Crowdsourced, Inc.
Crowdsourcing has given rise to a new breed of company. While historically companies served their customers in formal, one-way exchanges, crowdsourced companies are run by their customers, and serve as a conduit for their customers’ talent and ambition.
Crowdsourcing has given rise to companies whose entire business model is based on selling products dreamed up by their customers. For example, a company called Quirky lets customers submit home-grown product ideas which, if rated favorably by visitors to their website, are manufactured and sold. Following Quirky’s example, Threadless has introduced a similar model in the T-shirt space; Innocentive and IdeaBlob in the innovation space. Read: the only products these companies sell are the ones designed by their customers.
This phenomenon in not limited to web startups; traditional brick-and-mortar companies have also integrated crowdsourcing into their operations.
Starbucks has used crowdsourcing to change the way it runs its stores. Through the “My Starbucks Idea” website, Starbucks customers can create and prioritize the management decisions that Starbucks makes at a corporate level and rolls out through it coffeeshops.

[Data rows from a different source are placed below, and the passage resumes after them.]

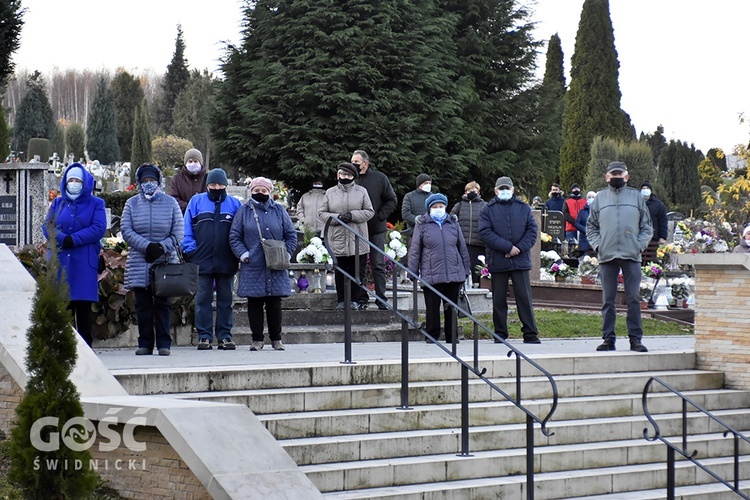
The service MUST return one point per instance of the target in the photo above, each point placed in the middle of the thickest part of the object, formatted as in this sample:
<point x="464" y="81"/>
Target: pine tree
<point x="141" y="145"/>
<point x="193" y="111"/>
<point x="34" y="114"/>
<point x="175" y="80"/>
<point x="101" y="132"/>
<point x="11" y="23"/>
<point x="592" y="104"/>
<point x="75" y="140"/>
<point x="50" y="359"/>
<point x="128" y="94"/>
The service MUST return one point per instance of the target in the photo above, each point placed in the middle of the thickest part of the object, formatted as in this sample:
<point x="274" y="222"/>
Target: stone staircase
<point x="342" y="425"/>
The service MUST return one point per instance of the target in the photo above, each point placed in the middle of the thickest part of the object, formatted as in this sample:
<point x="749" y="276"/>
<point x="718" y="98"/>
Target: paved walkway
<point x="185" y="357"/>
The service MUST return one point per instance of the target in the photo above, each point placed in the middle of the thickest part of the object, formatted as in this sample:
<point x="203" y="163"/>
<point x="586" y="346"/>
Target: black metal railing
<point x="412" y="321"/>
<point x="673" y="449"/>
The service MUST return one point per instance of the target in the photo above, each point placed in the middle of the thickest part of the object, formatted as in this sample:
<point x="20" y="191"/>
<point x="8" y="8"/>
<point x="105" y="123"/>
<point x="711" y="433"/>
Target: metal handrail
<point x="474" y="368"/>
<point x="673" y="448"/>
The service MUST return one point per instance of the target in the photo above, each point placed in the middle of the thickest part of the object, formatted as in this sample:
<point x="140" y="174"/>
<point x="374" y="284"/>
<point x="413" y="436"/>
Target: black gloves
<point x="153" y="252"/>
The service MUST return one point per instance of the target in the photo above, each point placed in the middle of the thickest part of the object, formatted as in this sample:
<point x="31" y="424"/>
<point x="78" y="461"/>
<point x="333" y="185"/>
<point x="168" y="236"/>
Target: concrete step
<point x="555" y="485"/>
<point x="371" y="446"/>
<point x="142" y="381"/>
<point x="497" y="463"/>
<point x="294" y="399"/>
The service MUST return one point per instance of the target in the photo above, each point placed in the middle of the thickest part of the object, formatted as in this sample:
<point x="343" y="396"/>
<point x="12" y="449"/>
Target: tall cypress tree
<point x="34" y="115"/>
<point x="141" y="146"/>
<point x="128" y="94"/>
<point x="101" y="132"/>
<point x="175" y="80"/>
<point x="50" y="359"/>
<point x="592" y="104"/>
<point x="313" y="81"/>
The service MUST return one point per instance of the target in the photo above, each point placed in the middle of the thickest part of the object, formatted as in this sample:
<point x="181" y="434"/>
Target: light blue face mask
<point x="504" y="195"/>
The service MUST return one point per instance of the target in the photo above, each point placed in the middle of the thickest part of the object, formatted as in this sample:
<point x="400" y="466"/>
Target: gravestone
<point x="23" y="202"/>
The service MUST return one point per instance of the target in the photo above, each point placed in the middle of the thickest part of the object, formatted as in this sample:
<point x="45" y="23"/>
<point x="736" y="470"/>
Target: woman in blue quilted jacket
<point x="153" y="227"/>
<point x="439" y="255"/>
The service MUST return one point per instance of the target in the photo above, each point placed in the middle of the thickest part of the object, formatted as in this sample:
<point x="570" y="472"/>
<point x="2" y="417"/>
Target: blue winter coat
<point x="85" y="220"/>
<point x="255" y="279"/>
<point x="207" y="234"/>
<point x="503" y="225"/>
<point x="158" y="220"/>
<point x="438" y="253"/>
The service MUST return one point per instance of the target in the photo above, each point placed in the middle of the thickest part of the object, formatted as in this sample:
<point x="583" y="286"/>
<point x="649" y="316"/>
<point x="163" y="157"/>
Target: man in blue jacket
<point x="208" y="219"/>
<point x="619" y="229"/>
<point x="509" y="231"/>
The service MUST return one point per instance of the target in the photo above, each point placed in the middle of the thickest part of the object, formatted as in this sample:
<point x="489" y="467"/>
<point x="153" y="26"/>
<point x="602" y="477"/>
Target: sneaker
<point x="227" y="345"/>
<point x="607" y="345"/>
<point x="635" y="345"/>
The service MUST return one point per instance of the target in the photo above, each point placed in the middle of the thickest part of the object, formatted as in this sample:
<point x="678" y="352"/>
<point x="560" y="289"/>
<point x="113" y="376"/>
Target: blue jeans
<point x="204" y="312"/>
<point x="631" y="274"/>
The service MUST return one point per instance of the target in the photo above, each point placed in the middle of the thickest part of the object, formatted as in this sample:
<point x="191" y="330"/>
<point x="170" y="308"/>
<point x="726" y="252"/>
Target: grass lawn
<point x="564" y="323"/>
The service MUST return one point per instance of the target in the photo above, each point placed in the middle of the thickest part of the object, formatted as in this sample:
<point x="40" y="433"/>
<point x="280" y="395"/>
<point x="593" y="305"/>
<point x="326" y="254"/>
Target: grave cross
<point x="7" y="180"/>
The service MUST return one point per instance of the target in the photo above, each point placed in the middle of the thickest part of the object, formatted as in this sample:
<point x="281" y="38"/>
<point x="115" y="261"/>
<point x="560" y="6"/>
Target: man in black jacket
<point x="384" y="202"/>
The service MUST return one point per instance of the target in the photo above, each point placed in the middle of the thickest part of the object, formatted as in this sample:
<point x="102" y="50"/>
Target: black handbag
<point x="274" y="251"/>
<point x="463" y="302"/>
<point x="178" y="279"/>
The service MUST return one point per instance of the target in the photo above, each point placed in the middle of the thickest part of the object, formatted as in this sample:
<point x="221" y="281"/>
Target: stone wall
<point x="722" y="300"/>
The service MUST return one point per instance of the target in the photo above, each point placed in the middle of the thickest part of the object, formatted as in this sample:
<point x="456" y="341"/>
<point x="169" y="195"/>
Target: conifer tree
<point x="101" y="132"/>
<point x="34" y="115"/>
<point x="141" y="146"/>
<point x="175" y="80"/>
<point x="11" y="23"/>
<point x="128" y="94"/>
<point x="592" y="104"/>
<point x="50" y="359"/>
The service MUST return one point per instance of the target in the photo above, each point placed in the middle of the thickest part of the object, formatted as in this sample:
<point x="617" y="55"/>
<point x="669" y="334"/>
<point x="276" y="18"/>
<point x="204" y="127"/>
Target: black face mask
<point x="217" y="194"/>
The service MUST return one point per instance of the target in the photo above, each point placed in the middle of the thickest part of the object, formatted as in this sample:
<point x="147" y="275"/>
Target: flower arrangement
<point x="482" y="268"/>
<point x="561" y="269"/>
<point x="314" y="253"/>
<point x="652" y="270"/>
<point x="549" y="257"/>
<point x="588" y="266"/>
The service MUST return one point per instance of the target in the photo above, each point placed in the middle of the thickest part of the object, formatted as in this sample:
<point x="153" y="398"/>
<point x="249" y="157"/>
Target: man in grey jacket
<point x="619" y="229"/>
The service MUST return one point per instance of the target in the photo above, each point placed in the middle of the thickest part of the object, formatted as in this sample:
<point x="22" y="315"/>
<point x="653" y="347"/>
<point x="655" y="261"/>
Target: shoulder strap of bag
<point x="257" y="222"/>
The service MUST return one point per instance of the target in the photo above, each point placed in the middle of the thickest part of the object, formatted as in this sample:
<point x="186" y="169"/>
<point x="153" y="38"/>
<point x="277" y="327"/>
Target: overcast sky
<point x="681" y="61"/>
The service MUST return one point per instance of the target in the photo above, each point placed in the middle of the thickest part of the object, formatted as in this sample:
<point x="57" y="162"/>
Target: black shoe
<point x="635" y="345"/>
<point x="607" y="345"/>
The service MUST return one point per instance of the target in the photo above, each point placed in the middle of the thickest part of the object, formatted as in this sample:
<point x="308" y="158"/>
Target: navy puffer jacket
<point x="503" y="225"/>
<point x="438" y="252"/>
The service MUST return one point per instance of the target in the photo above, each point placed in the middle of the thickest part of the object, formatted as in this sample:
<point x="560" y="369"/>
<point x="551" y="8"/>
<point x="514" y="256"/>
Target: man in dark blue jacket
<point x="509" y="231"/>
<point x="208" y="219"/>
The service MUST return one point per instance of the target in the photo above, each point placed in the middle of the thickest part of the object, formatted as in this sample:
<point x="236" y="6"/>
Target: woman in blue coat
<point x="439" y="255"/>
<point x="79" y="222"/>
<point x="263" y="287"/>
<point x="152" y="226"/>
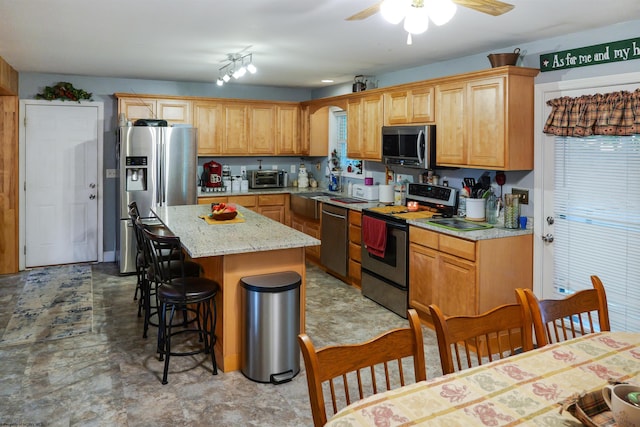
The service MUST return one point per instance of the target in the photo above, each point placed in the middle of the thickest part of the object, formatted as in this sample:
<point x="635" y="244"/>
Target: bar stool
<point x="181" y="293"/>
<point x="151" y="276"/>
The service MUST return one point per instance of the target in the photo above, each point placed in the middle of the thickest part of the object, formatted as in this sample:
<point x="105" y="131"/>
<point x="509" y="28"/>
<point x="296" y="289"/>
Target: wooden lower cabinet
<point x="465" y="277"/>
<point x="355" y="244"/>
<point x="312" y="228"/>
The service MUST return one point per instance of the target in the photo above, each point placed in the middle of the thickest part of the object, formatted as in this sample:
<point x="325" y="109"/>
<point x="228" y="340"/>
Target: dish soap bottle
<point x="492" y="209"/>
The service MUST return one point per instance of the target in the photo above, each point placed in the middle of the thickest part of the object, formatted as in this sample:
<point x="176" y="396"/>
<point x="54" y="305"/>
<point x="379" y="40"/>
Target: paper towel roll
<point x="385" y="194"/>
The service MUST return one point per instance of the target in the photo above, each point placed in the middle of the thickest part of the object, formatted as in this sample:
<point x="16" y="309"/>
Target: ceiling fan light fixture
<point x="393" y="11"/>
<point x="417" y="20"/>
<point x="440" y="11"/>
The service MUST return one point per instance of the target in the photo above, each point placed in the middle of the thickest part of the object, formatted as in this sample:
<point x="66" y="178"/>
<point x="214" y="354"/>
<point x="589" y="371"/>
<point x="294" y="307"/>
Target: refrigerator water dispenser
<point x="136" y="179"/>
<point x="136" y="176"/>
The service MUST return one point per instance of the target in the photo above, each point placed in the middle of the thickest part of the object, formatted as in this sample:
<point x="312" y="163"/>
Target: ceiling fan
<point x="491" y="7"/>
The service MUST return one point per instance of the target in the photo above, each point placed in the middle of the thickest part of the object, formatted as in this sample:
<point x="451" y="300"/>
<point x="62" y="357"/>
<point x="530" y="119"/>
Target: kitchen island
<point x="229" y="251"/>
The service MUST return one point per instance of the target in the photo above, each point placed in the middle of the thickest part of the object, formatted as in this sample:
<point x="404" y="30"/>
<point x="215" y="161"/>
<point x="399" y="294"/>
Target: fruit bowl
<point x="224" y="216"/>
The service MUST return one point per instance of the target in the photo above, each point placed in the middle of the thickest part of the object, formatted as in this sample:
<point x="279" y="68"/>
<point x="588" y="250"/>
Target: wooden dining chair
<point x="581" y="313"/>
<point x="361" y="365"/>
<point x="466" y="341"/>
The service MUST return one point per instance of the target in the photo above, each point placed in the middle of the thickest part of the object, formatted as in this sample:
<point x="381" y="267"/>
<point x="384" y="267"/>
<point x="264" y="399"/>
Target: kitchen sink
<point x="347" y="200"/>
<point x="458" y="224"/>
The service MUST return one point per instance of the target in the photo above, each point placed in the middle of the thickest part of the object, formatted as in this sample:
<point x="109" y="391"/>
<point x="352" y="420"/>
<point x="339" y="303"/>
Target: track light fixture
<point x="236" y="67"/>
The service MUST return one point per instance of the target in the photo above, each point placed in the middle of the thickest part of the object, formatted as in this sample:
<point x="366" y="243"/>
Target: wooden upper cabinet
<point x="485" y="123"/>
<point x="288" y="130"/>
<point x="485" y="119"/>
<point x="135" y="109"/>
<point x="262" y="129"/>
<point x="450" y="133"/>
<point x="234" y="137"/>
<point x="364" y="122"/>
<point x="409" y="106"/>
<point x="319" y="132"/>
<point x="174" y="111"/>
<point x="207" y="118"/>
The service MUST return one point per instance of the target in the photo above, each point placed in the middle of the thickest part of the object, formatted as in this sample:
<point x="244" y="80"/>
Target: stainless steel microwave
<point x="409" y="146"/>
<point x="267" y="179"/>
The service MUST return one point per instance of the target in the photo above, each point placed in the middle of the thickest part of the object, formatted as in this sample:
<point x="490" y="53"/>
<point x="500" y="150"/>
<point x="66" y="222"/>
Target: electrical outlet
<point x="523" y="195"/>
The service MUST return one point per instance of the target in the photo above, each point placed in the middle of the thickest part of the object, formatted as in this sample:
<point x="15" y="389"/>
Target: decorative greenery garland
<point x="63" y="91"/>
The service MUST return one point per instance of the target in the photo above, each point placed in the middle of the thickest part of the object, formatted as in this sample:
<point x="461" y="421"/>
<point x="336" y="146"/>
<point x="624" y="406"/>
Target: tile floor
<point x="112" y="376"/>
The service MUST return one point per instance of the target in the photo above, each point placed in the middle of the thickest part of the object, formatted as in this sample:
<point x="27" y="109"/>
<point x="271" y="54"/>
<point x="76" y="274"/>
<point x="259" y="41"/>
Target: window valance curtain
<point x="616" y="113"/>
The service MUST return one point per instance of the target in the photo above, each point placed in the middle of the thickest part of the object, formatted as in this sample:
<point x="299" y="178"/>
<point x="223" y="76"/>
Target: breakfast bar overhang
<point x="228" y="251"/>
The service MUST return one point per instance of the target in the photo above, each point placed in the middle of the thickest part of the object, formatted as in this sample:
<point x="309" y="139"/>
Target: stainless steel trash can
<point x="270" y="326"/>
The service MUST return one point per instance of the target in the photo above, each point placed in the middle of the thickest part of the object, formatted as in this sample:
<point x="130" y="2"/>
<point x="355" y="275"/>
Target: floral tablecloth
<point x="523" y="389"/>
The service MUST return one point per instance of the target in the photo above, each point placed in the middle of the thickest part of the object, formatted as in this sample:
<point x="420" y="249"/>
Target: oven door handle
<point x="401" y="227"/>
<point x="333" y="215"/>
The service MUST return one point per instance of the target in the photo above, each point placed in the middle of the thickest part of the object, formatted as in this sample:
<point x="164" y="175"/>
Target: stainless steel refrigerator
<point x="157" y="167"/>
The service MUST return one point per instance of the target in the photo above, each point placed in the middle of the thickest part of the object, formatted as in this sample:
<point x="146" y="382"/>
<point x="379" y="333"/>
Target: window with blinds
<point x="597" y="221"/>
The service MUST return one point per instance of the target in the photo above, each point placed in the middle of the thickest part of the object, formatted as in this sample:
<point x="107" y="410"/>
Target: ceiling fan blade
<point x="365" y="13"/>
<point x="491" y="7"/>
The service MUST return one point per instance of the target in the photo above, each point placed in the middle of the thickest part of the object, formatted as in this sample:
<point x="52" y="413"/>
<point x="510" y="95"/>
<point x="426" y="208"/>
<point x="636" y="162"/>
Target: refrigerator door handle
<point x="163" y="171"/>
<point x="158" y="157"/>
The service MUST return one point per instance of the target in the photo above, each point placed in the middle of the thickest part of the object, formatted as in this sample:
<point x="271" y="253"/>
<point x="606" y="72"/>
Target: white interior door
<point x="61" y="183"/>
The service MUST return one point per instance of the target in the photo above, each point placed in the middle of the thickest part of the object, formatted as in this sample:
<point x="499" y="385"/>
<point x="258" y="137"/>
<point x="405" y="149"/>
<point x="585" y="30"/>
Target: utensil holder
<point x="476" y="209"/>
<point x="511" y="211"/>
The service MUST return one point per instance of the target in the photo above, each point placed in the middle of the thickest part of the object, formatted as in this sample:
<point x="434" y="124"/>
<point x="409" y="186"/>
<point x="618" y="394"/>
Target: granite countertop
<point x="497" y="232"/>
<point x="302" y="191"/>
<point x="257" y="233"/>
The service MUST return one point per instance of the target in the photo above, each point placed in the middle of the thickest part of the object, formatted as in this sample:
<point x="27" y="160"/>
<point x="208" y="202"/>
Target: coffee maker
<point x="211" y="179"/>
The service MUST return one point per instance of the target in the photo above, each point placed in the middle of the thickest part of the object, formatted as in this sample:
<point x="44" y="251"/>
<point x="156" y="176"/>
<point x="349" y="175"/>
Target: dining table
<point x="524" y="389"/>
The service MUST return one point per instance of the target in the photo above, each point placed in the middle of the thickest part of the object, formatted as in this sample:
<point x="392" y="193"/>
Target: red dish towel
<point x="374" y="235"/>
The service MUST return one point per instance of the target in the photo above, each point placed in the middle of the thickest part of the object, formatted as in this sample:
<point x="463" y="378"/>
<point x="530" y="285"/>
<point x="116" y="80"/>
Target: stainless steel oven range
<point x="385" y="274"/>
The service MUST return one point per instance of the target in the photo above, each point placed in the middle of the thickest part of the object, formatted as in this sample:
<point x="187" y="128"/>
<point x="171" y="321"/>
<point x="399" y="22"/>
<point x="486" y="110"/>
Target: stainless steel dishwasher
<point x="334" y="236"/>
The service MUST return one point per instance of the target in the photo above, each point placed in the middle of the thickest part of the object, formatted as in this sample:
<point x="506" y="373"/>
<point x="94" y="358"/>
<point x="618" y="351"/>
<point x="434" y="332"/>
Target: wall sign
<point x="623" y="50"/>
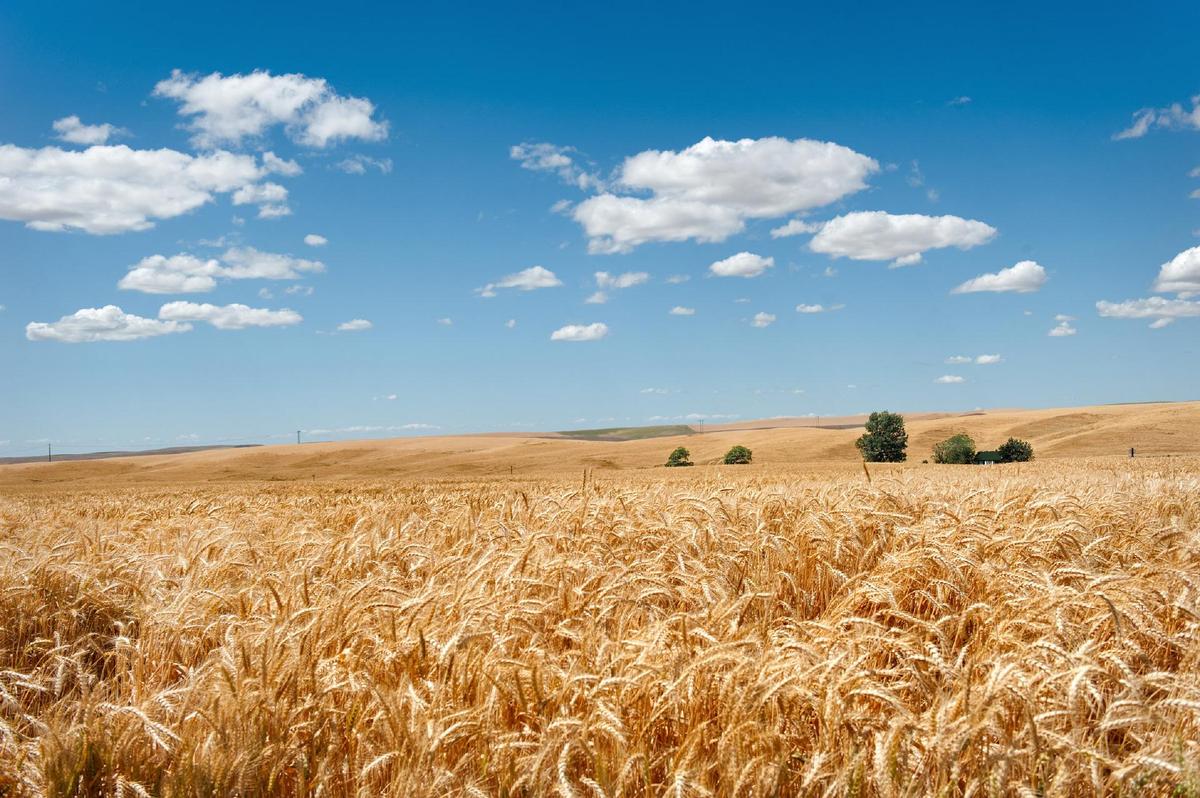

Frito-Lay has used crowdsourcing to create TV ads for their products. In 2009 they crowdsourced the development of their SuperBowl ad for Doritos chips. The result? Not only was the ad televised to 95 million people, but in market surveys it ranked as the most memorable ad of the night.
So why should companies crowdsource?
For starters, I believe that companies that outsource can improve brand loyalty and lower costs. No doubt customers will think more highly of a company that not only hears their recommendations, but implements them (Starbucks). Doritos proved that crowdsourcing certain aspects of operations can lead to a product (advertisement) that is extremely cheap to make and very effective. Finally, Accenture recently reported that “68 percent of returns are products that work properly but do not meet customers’ expectations.” I believe that companies that open up the design process to their users are more likely to close this gap. And what is the impact on the bottom line? In 2009, $13.8 billion.
The philosophy of a company is actually sort of beautiful: a publicly owned entity in service of its stakeholders. In practice the difficulty of integrating potentially millions of stakeholders into the organization has made realizing this philosophy difficult, resulting in a disconnect (often public), between a company and its customers. Crowdsourcing enables a new reality, where companies are not only more responsive to customers, but in many cases are the customers themselves.